Wade’s studio is a “slow” studio. “What’s the rush anyway?” asks Wade. “It just makes sense that if furniture takes weeks, months or years to make, the customer would in turn value it more, keep it longer, and there would be a slowdown in the chaotic mass consumption of our natural resources.”
For the final steps, Wade and his team use hand and power tools to bring the furniture to life, then finish each piece with a hand-rubbed oil blend.
This thick slab patiently waits to dry before staring its new life as a piece of furniture.
Wade’s intent is to capture and preserve “the tremendous beauty and flowing form of the trunks and branches from which they are crafted,” he says. He also sees beauty in the way the pieces are engineered. Thus, he left the screw heads in this piece showing on purpose. “To me it makes it more real,” he explains.
Wade’s creations caught the eye of architect Phil Kean, who designed the 2012 New American Home Builder’s Showhouse. Kean sought out Wade to furnish the home with several pieces.
“When Phil Kean first directed me to cut the natural edges off this dining table, I was sick,” admits Wade. “However, once I saw the way it fit into the clean lines of the house, I understood. It also helps highlight the beauty of the flaws in the wood, the grain and the dimensional joints.”
This desk is from the same showhouse. It juxtaposes the straight lines of the side piece with the natural edges on the main desktop slab.
Wade is a big admirer of George Nakashima. “Nakashima highlighted the beauty of joinery techniques by bringing them to the surface instead of trying to hide them,” he says. Wade extended this rectangular joint past the edge to draw more attention to it and to emphasize the natural beauty of the live edge in contrast.

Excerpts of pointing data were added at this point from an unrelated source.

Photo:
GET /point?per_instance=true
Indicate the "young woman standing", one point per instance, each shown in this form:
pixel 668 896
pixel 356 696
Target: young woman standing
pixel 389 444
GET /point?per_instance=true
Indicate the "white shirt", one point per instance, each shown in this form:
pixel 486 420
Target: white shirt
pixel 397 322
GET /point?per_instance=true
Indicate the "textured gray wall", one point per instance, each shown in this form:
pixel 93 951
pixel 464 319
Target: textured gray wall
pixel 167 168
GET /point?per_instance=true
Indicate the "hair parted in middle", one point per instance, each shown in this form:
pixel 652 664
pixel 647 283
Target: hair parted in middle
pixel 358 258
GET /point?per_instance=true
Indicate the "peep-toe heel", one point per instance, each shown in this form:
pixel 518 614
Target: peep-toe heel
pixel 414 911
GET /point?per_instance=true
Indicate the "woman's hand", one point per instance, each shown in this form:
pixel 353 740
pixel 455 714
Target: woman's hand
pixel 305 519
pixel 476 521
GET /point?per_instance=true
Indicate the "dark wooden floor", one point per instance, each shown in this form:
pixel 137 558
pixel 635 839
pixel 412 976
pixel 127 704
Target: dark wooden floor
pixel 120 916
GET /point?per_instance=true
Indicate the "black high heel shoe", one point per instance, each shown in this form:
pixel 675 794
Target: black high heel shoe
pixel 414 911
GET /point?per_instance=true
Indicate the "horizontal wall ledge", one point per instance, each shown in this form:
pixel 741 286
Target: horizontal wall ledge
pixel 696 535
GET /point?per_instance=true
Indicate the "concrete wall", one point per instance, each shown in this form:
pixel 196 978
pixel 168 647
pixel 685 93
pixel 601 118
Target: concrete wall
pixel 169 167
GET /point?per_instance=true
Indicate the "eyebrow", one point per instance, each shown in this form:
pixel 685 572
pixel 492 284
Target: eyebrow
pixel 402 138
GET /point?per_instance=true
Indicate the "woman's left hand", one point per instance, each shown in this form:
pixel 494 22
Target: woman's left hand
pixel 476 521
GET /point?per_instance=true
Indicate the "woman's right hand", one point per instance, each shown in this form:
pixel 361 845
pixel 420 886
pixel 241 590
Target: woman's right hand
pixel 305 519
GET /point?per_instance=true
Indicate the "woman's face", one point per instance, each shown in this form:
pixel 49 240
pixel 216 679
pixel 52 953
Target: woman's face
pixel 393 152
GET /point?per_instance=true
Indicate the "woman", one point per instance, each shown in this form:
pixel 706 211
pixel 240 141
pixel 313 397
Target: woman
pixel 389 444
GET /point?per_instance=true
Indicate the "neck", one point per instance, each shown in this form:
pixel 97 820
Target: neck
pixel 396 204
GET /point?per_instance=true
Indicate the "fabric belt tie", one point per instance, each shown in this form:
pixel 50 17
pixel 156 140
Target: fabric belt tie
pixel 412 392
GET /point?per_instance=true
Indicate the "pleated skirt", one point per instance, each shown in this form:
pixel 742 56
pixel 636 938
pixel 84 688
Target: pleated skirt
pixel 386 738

This yin-yang coffee table is another piece in the showhouse; it’s a great contrast to the white walls and clean lines of the home.
In addition to using only trees that he can sustainably harvest, Wade will travel a maximum of only 60 miles to get them. Keeping his work’s impact upon the earth minimal is very important to him, as is the work of The Sustainable Furnishings Council.
Wade, left, has been working to help the town of Phil Campbell, Alabama, which was flattened by tornados in 2011. He is making a piece of furniture from a tree that came down during the storm to raise money and awareness for the cause.